Ai Master

Top AI News in April 2024

#News Center ·2024-04-30 09:49:29

In this month’s roundup, we highlight the top AI news from April:

Adobe Buys Video for Its AI

Adobe is actively buying video footage to develop its AI text-to-video generator. The company is encouraging its network of photographers and artists to submit videos depicting everyday actions and emotions, with an average payout of $2.62 per minute of video. In addition, Adobe is exploring partnerships with third-party AI providers such as Runway, Pika Labs, and OpenAI’s Sora model.

The background: The company’s growing interest in buying videos from photographers and artists reflects a recent trend of companies relying on licensed content to train AI models. By obtaining the proper licenses, companies can reduce legal risks while obtaining high-quality datasets for training models.
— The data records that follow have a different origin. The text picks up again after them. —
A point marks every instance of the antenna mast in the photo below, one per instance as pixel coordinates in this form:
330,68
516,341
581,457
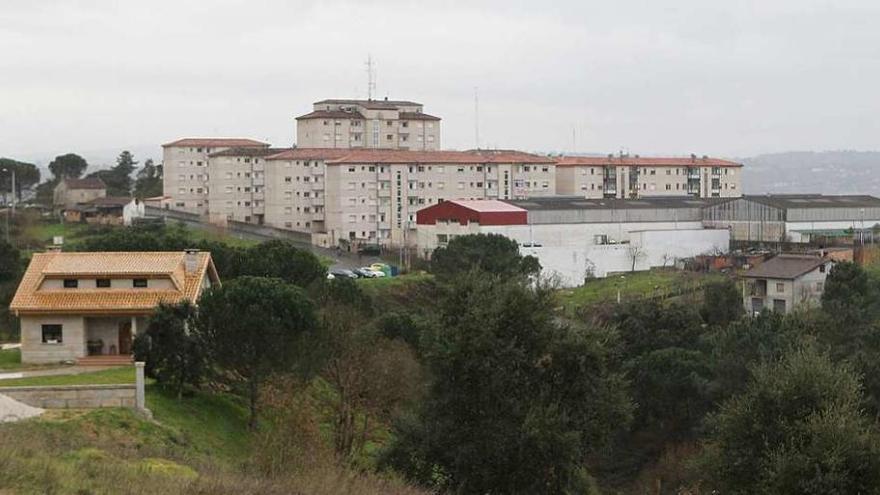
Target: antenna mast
371,77
476,118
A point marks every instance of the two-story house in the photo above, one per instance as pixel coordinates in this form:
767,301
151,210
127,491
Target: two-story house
87,307
785,282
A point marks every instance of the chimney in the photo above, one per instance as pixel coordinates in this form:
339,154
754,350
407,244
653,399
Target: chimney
191,260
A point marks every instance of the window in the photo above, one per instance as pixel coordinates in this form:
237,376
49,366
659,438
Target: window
52,334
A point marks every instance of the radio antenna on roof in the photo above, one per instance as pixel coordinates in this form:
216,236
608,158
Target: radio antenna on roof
371,77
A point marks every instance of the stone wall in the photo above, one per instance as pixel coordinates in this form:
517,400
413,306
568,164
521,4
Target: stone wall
73,396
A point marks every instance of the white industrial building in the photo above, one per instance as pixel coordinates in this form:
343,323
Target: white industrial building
575,238
797,218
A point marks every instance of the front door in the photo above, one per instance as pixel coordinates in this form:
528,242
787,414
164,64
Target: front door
125,337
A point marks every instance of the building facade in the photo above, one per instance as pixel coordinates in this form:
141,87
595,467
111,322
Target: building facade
372,196
185,171
575,239
377,124
69,192
795,217
630,177
784,283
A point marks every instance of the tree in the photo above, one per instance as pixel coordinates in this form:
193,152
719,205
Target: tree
516,402
26,176
722,303
849,294
491,253
254,327
69,166
148,182
798,429
10,262
173,356
284,260
118,178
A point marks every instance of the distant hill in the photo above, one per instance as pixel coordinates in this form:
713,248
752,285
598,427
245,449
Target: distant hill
826,172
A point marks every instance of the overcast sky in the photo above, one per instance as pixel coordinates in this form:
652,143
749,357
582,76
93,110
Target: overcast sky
721,78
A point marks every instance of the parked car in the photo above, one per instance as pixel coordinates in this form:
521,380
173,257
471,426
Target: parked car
370,250
369,272
343,273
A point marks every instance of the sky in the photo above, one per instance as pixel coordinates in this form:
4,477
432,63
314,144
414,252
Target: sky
729,79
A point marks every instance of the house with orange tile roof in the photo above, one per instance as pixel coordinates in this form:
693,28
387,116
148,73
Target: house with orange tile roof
87,307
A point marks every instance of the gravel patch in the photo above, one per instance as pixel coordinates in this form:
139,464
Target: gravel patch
12,410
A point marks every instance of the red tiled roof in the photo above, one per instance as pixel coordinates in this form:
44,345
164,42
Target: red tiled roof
87,183
310,154
248,152
652,161
370,103
331,114
472,157
30,298
485,205
416,116
215,143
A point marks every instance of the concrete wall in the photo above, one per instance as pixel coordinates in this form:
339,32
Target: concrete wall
74,396
73,345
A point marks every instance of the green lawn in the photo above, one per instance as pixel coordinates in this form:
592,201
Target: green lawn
211,424
220,235
10,359
633,286
111,376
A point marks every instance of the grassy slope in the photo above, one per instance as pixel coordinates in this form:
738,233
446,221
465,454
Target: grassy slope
633,286
111,376
199,444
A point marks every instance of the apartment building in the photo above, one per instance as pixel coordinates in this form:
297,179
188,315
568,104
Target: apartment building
372,196
378,124
631,177
237,186
185,170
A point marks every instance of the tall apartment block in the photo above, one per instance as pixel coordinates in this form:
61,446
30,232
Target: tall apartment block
641,177
377,124
371,196
186,175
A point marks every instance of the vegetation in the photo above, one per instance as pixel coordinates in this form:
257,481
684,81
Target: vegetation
490,253
254,327
173,355
10,359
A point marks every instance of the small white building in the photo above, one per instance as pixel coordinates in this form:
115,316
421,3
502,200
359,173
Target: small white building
575,239
785,282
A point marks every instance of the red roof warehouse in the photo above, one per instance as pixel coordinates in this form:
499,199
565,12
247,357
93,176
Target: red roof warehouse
484,212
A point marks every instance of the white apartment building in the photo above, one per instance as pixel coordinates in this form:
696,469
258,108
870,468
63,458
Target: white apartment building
378,124
186,175
629,177
237,187
372,196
In addition to this, Adobe will also introduce AI video tools to its Premiere Pro editing platform and plans to integrate its own generative AI video models into the Firefly series. These tools include the ability to generate and process video content using text prompts, aiming to enhance the user’s editing experience.

Adobe Firefly training data raises ethical concerns

Adobe’s image generation software Firefly, which has been praised for its ethical training data practices, has sparked controversy after it was revealed that it was trained using images from sources such as Midjourney.

Although Adobe initially claimed that Firefly relied primarily on licensed images from Adobe Stock, it appears that AI-generated content (including from its competitors) has also contributed to Firefly’s training. Adobe Stock is one of the few stock photo platforms that accepts content generated by third-party services. Therefore, since Adobe uses its content to train its algorithms, the inclusion of third-party generated content in Adobe Stock has inadvertently contributed to the training data of tools such as Firefly.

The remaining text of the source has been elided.